I found the answer only by viewing the entire perspective of Joshua and by referring to the entire Revelation of God, especially up to that time in history. God is holy. He will, therefore, judge sin as He did in the flood and at Sodom. If God did not judge sin, its contaminating effects would seduce His children away. So, Joshua 6 is teaching us about more than the "nuking" of our enemies. It is teaching us how seriously our holy God takes sin, and how He used His people as His instruments of execution so that we might grasp its seriousness.

Now, I wouldn't expect to resolve all the issues this passage raises in three minutes' time. I do trust, however, that you will see how we must provide a theological interpretation of our preaching text. Our postmodern, missionary age needs preaching that is theologically grounded. Preaching is Theological.

Sixth, Preaching is Personal.

One classic definition of preaching calls it "Truth through personality," (Brooks, 1989, 26). We esteem that expression of our calling because we know it to be true. We simply cannot be "one kind of person and another kind of preacher" (McDill, 1999, 36-7). The preacher, who falls short of progressive transformation, possesses little hope that his or her listeners will be transformed.

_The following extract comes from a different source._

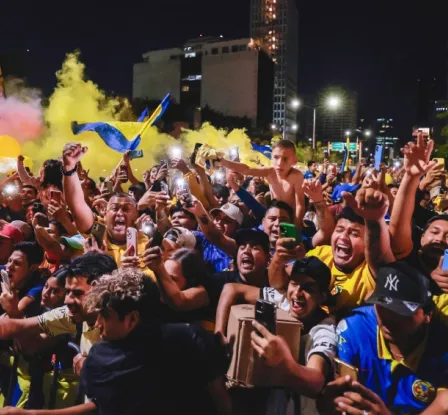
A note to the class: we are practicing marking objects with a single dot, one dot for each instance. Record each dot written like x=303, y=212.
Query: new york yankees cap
x=401, y=289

The founder of Dallas Theological Seminary, Lewis Sperry Chafer, counseled his students, "You can be as clear as ice, and just as cold." And my preaching mentor, Haddon W. Robinson, advised, "The first changed life should be the preacher's."

God must be at work in our lives. We are sinners. But God regenerates us, transforms us from darkness to light, from death to life, from shame to glory. In the overflow we become transparent, earthen vessels filled with God's glory.